Andrea Kolb ne décolère pas des informations venues de la Berne fédérale ce mercredi. Après le Conseil national, le Conseil des États a validé l'adoucissement de la Loi sur la circulation routière. La fameuse disposition «Via Sicura» sera allégée, avec notamment la suppression de la peine minimale d'un an de prison pour les chauffards. Les peines pourront à l'avenir n'être que pécuniaires.
«C'est une immense blague, tonne l'habitante de Suisse orientale à notre reporter. Comment voulez-vous que nos routes deviennent plus sûres avec de telles décisions?» La quinquagénaire a elle-même fait les frais du comportement d'une chauffarde. Le 24 août 2016, elle se promenait avec son chien dans le canton de Thurgovie lorsqu'une BMW est arrivée à toute vitesse et a renversé la quinquagénaire.

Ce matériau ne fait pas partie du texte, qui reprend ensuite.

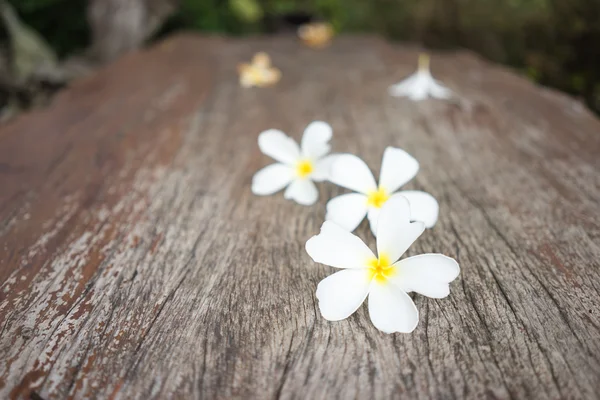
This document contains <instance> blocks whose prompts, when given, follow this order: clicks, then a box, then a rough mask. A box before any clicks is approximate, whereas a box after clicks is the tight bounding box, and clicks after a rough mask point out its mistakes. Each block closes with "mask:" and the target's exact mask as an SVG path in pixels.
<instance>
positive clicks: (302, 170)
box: [296, 160, 314, 178]
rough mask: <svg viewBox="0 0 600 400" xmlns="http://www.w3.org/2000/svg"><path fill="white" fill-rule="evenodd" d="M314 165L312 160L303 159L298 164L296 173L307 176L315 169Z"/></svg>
mask: <svg viewBox="0 0 600 400" xmlns="http://www.w3.org/2000/svg"><path fill="white" fill-rule="evenodd" d="M313 169H314V167H313V164H312V161H309V160H301V161H299V162H298V164H296V175H298V176H299V177H300V178H306V177H307V176H308V175H310V174H311V173H312V171H313Z"/></svg>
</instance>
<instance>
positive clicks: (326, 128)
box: [252, 121, 335, 205]
mask: <svg viewBox="0 0 600 400" xmlns="http://www.w3.org/2000/svg"><path fill="white" fill-rule="evenodd" d="M331 135H332V129H331V126H329V124H327V123H325V122H322V121H314V122H311V123H310V124H309V125H308V126H307V127H306V129H305V130H304V136H303V137H302V149H301V148H300V147H299V146H298V144H297V143H296V141H294V139H292V138H290V137H289V136H287V135H286V134H285V133H283V132H282V131H280V130H277V129H269V130H266V131H264V132H262V133H261V134H260V135H259V136H258V147H259V148H260V150H261V151H262V152H263V153H264V154H266V155H268V156H270V157H272V158H274V159H275V160H276V161H279V162H278V163H275V164H271V165H268V166H266V167H264V168H263V169H261V170H260V171H258V172H257V173H256V174H254V178H253V179H252V193H254V194H256V195H260V196H265V195H269V194H273V193H275V192H278V191H279V190H281V189H283V188H284V187H287V189H286V191H285V193H284V195H283V196H284V197H285V198H286V199H292V200H294V201H296V202H297V203H298V204H302V205H311V204H314V203H315V202H316V201H317V198H318V197H319V192H318V191H317V187H316V186H315V184H314V183H313V181H315V182H320V181H324V180H326V179H328V177H329V170H330V167H331V162H332V161H333V160H334V157H335V155H329V156H326V155H327V154H328V153H329V151H330V150H331V146H330V145H329V140H330V139H331Z"/></svg>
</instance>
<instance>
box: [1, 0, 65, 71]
mask: <svg viewBox="0 0 600 400" xmlns="http://www.w3.org/2000/svg"><path fill="white" fill-rule="evenodd" d="M0 14H1V16H2V20H3V22H4V25H5V26H6V30H7V31H8V33H9V35H10V41H11V48H12V60H11V61H12V68H13V74H14V75H15V78H16V79H17V81H19V82H23V81H26V80H28V79H29V78H31V77H32V76H33V75H34V74H35V73H36V72H37V71H39V70H40V69H42V68H55V67H56V65H57V57H56V55H55V54H54V51H52V48H51V47H50V45H48V44H47V43H46V41H45V40H44V38H42V37H41V36H40V35H39V34H38V33H37V32H36V31H34V30H33V29H31V28H30V27H28V26H27V25H25V24H24V23H23V22H21V20H20V19H19V17H18V16H17V14H16V13H15V10H14V9H13V8H12V7H11V6H10V5H9V4H8V3H6V2H4V1H0Z"/></svg>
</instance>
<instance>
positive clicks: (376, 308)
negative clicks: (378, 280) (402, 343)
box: [369, 280, 419, 333]
mask: <svg viewBox="0 0 600 400" xmlns="http://www.w3.org/2000/svg"><path fill="white" fill-rule="evenodd" d="M369 315H370V317H371V321H372V322H373V325H375V327H376V328H377V329H379V330H380V331H382V332H385V333H394V332H403V333H410V332H412V331H414V330H415V328H416V327H417V324H418V323H419V311H418V310H417V307H415V303H413V301H412V299H411V298H410V296H409V295H408V294H406V293H405V292H403V291H402V290H401V289H400V288H399V287H397V286H396V285H394V284H393V283H389V282H387V283H378V282H377V281H375V280H374V281H373V282H372V284H371V288H370V293H369Z"/></svg>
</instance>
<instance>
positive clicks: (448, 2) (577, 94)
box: [9, 0, 600, 110]
mask: <svg viewBox="0 0 600 400" xmlns="http://www.w3.org/2000/svg"><path fill="white" fill-rule="evenodd" d="M9 2H10V3H11V4H13V5H14V6H15V8H16V9H17V11H18V12H19V14H20V15H21V17H22V19H23V20H24V21H25V22H26V23H27V24H28V25H29V26H31V27H33V28H34V29H36V30H37V31H38V32H40V33H41V34H42V36H43V37H44V38H46V40H47V41H48V42H49V43H51V44H52V46H53V47H54V49H55V50H56V51H57V53H58V54H59V55H61V56H64V55H67V54H70V53H72V52H74V51H77V50H78V49H81V48H83V47H85V46H86V45H87V44H88V40H89V33H88V29H87V27H86V25H87V23H86V18H85V6H86V3H87V1H84V0H9ZM298 13H301V14H305V15H310V16H312V17H313V18H315V19H324V20H327V21H329V22H331V23H332V25H333V26H334V28H335V30H336V31H337V32H361V31H365V32H376V33H380V34H383V35H385V36H387V37H390V38H392V39H399V40H410V41H416V42H420V43H423V44H425V45H426V46H429V47H433V48H453V47H465V48H469V49H472V50H474V51H476V52H478V53H480V54H482V55H484V56H485V57H487V58H489V59H491V60H494V61H496V62H500V63H504V64H508V65H511V66H513V67H515V68H517V69H518V70H520V71H523V73H524V74H526V75H527V76H529V77H530V78H531V79H532V80H535V81H536V82H540V83H542V84H546V85H550V86H554V87H557V88H559V89H561V90H564V91H567V92H570V93H573V94H576V95H579V96H582V97H583V98H584V99H585V100H586V101H587V103H588V104H589V105H590V106H591V107H592V108H594V109H596V110H600V45H599V43H600V23H599V21H600V1H599V0H226V1H225V0H180V8H179V11H178V12H177V13H176V15H174V16H173V17H172V18H171V19H170V20H169V21H168V23H167V26H166V29H164V30H163V31H162V33H163V34H164V33H167V32H171V31H173V30H178V29H192V30H197V31H201V32H209V33H219V34H233V35H243V34H248V33H267V32H272V31H277V29H278V28H279V27H280V25H281V24H279V23H278V21H280V20H282V19H285V16H288V15H291V14H298Z"/></svg>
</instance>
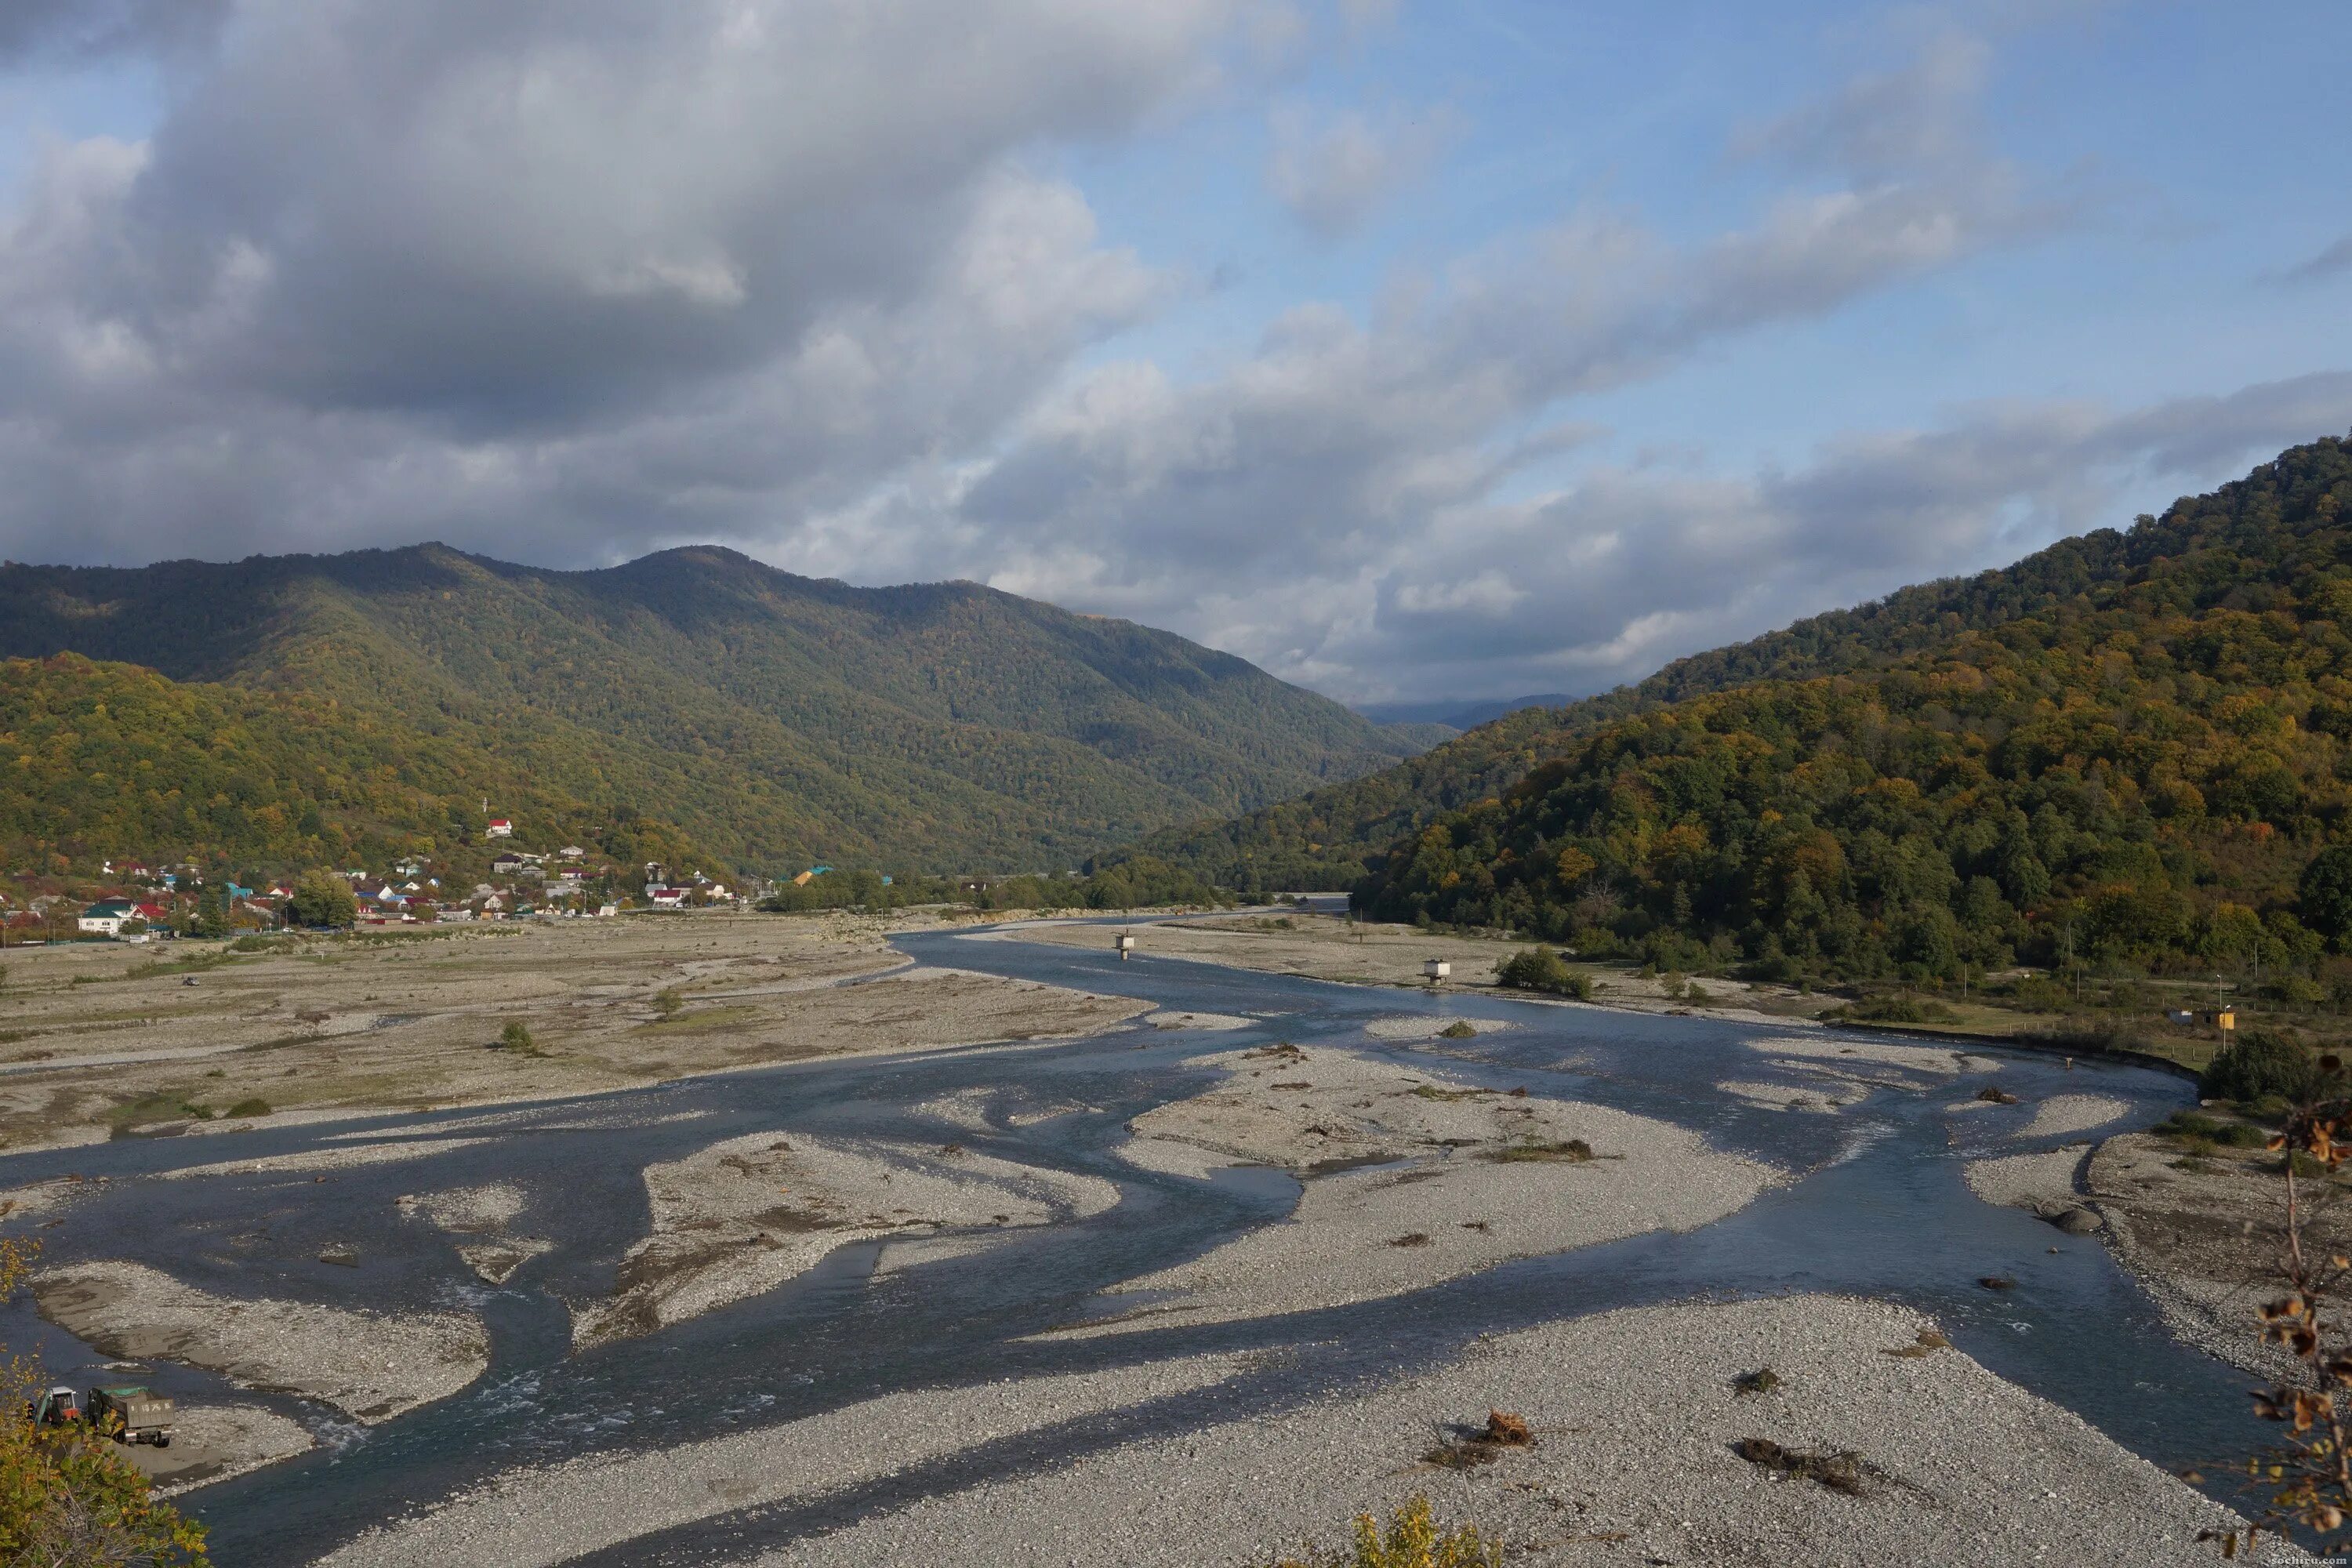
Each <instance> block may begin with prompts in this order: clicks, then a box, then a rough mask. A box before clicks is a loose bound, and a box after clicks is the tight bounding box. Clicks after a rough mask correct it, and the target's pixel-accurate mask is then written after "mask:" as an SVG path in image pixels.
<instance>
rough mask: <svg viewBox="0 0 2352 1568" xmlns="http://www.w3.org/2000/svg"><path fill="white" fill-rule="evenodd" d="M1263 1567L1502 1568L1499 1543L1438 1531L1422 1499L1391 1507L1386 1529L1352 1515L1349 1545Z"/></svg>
mask: <svg viewBox="0 0 2352 1568" xmlns="http://www.w3.org/2000/svg"><path fill="white" fill-rule="evenodd" d="M1268 1568H1503V1542H1498V1540H1484V1537H1479V1533H1477V1528H1475V1526H1458V1528H1454V1530H1439V1528H1437V1516H1435V1514H1432V1512H1430V1500H1428V1497H1414V1500H1411V1502H1406V1505H1404V1507H1402V1509H1397V1512H1395V1514H1392V1516H1390V1521H1388V1530H1385V1533H1383V1530H1381V1521H1378V1519H1374V1516H1371V1514H1357V1516H1355V1547H1352V1549H1348V1552H1308V1556H1284V1559H1277V1561H1275V1563H1270V1566H1268Z"/></svg>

Le choc est d'une violence inouïe. Andrea Kolb perd sa jambe droite, tandis que son bras droit est fortement touché. La conductrice de 19 ans, elle, poursuit sa route sans sourciller. Il s'avérera plus tard que la jeune femme avait pianoté sur son téléphone pendant tout son trajet. Elle a écopé d'une amende de 1200 francs et d'une peine pécuniaire avec sursis. «C'est un scandale!», s'emporte la victime.
Presque six ans plus tard, l'Alémanique souffre encore au quotidien. «Ces jours, je suis en fauteuil roulant, parce que j'attends une opération pour pouvoir remettre une prothèse sur mon moignon et me déplacer un peu mieux.» La vie d'Andrea Kolb est devenue bien compliquée depuis l'accident, et toutes les démarches liées aux assurances n'aident pas. «Être dans l'incapacité de travailler, c'est violent administrativement», souffle-t-elle.
La quinquagénaire se réjouit de pouvoir remarcher et de promener son chien, Anges. «C'est un paradoxe, mais c'est grâce à lui que je suis encore en vie. Paniqué, il s'est retrouvé au milieu de la route et a stoppé malgré lui la circulation», se souvient Andrea Kolb. L'animal, blessé dans l'aventure, a encore très peur du trafic.
«Les chauffards rigolent»
Sa maîtresse a elle aussi beaucoup de peine à se sentir en sécurité près des routes. «Les victimes des chauffards et leurs proches sont punis toute leur vie. Les coupables, eux, rient des amendes dont ils ont écopé. Ils recommencent même, parfois», regrette la Thurgovienne, qui essaie de se réinsérer via un travail dans la protection des animaux.
Ce n'est pas Franziska Riedtmann qui dirait le contraire. Voilà près de vingt ans que l'Argovienne a perdu sa fille Carina. «C'était une de ces chaudes soirées d'été, Carina circulait à vélo, se souvient la mère endeuillée. Elle ne devait faire qu'un petit trajet jusqu'à la ferme voisine, pour aller chercher de la nourriture pour ses chenilles...»
L'adolescente ne reviendra jamais à la maison. Elle a été fauchée par un chauffard notoire, qui circulait sur la route cantonale au volant de sa Porsche. Vitesse estimée? 135 km/h. Selon plusieurs témoins, l'homme roulait parfois encore plus vite. «Il m'a fallu très longtemps pour m'enlever de l'esprit l'image de ma fille décédée sur le sol. Je la voyais tous les jours... Désormais, je me rappelle d'elle en vie.»
Franziska Riedtmann s'est engagée dans le comité d'initiative contre les chauffards. C'est ce collectif qui avait obtenu la loi actuelle Via Sicura. Elle avait témoigné dans Blick pour obtenir un durcissement de la législation. «Le meurtrier de ma fille n'a fait aucun jour de prison. Il vit paisiblement dans le village voisin, je le vois parfois passer avec sa voiture. En tant que mère qui a perdu sa fille, ça donne presque des envies de meurtre...»
Les accidents en baisse
Pour la sexagénaire, le retour à l'ancien régime légal est «incompréhensible». L'Argovienne est «très déçue» de la décision des politiciens. Depuis son entrée en vigueur, la loi anti-chauffards a eu un effet préventif qui a fait baisser le nombre d'accidents graves. Pour la mère de Carina, c'est clair: de nombreux chauffards en puissance ont été dissuadés de passer à l'acte à cause du spectre de se retrouver en prison.
L'Argovienne demande aux élus fédéraux de réfléchir à la question suivante: si leur enfant avait été tué par un chauffard à plus de 130 km/h dans un village, voudraient-ils aussi une marge d'appréciation? «Si quelqu'un dépasse 100 km/h au milieu d'une localité, il s'agit clairement d'un acte intentionnel. Il faut le punir avec toute la sévérité requise», estime Franziska Riedtmann. Une majorité des deux Chambres fédérales en a décidé autrement.